DoclingServeConverter
DoclingServeConverter converts PDF, DOCX, HTML, and other document formats to Haystack Documents by calling a DoclingServe HTTP server. Unlike the local DoclingConverter, this component has no heavy ML dependencies — all document parsing happens on the remote server.
| Most common position in a pipeline | Before PreProcessors, or right at the beginning of an indexing pipeline |
| Mandatory run variables | sources: A list of file paths, URLs, or ByteStream objects |
| Output variables | documents: A list of documents |
| API reference | Docling Serve |
| GitHub link | https://github.com/deepset-ai/haystack-core-integrations/tree/main/integrations/docling_serve |
| Package name | docling-serve-haystack |
Overview
The DoclingServeConverter takes a list of file paths, URLs, or ByteStream objects and sends them to a running DoclingServe instance for parsing. Local files and ByteStream objects are uploaded to the /v1/convert/file endpoint; URL strings are sent to /v1/convert/source.
The component supports three export modes, controlled by the export_type parameter:
ExportType.MARKDOWN(default): Returns the document content as a Markdown string. Use this mode when you want well-structured text output with formatting preserved.ExportType.TEXT: Returns plain text extracted from the document. Use this mode when you need clean, unformatted text.ExportType.JSON: Returns the full Docling document representation as a JSON string. Use this mode when you need access to the complete structured representation.

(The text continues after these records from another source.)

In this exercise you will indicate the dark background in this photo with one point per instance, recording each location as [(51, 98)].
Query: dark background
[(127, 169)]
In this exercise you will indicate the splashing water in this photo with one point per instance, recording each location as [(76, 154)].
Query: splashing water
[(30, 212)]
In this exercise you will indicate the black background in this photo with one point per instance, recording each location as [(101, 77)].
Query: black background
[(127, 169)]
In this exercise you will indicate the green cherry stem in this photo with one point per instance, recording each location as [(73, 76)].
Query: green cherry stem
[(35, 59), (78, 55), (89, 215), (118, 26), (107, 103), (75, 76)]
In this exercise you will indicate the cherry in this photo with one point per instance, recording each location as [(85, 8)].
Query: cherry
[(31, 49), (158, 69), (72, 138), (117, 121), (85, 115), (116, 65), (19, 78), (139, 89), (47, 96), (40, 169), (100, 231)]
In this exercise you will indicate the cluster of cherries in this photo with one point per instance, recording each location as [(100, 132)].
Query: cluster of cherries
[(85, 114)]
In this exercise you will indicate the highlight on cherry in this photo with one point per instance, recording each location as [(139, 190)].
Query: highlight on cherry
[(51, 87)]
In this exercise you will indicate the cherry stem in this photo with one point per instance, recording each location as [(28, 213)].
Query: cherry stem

Each source produces one Document in the output. Sources that fail to convert are skipped with a warning logged.
You can pass additional conversion options to the DoclingServe API via the convert_options parameter (for example, {"do_ocr": True, "ocr_engine": "tesseract"}). If the DoclingServe instance requires authentication, pass the API key via the api_key parameter or set the DOCLING_SERVE_API_KEY environment variable.
The component supports both synchronous (run) and asynchronous (run_async) execution.
Usage
Install the Docling Serve integration:
Start a DoclingServe instance locally (requires Docker):
On its own
from haystack_integrations.components.converters.docling_serve import (
DoclingServeConverter,
)
# Default: Markdown output
converter = DoclingServeConverter(base_url="http://localhost:5001")
result = converter.run(sources=["report.pdf", "notes.docx"])
documents = result["documents"]
print(documents[0].content[:200])
# Plain text output
from haystack_integrations.components.converters.docling_serve import ExportType
converter = DoclingServeConverter(
base_url="http://localhost:5001",
export_type=ExportType.TEXT,
)
result = converter.run(sources=["report.pdf"])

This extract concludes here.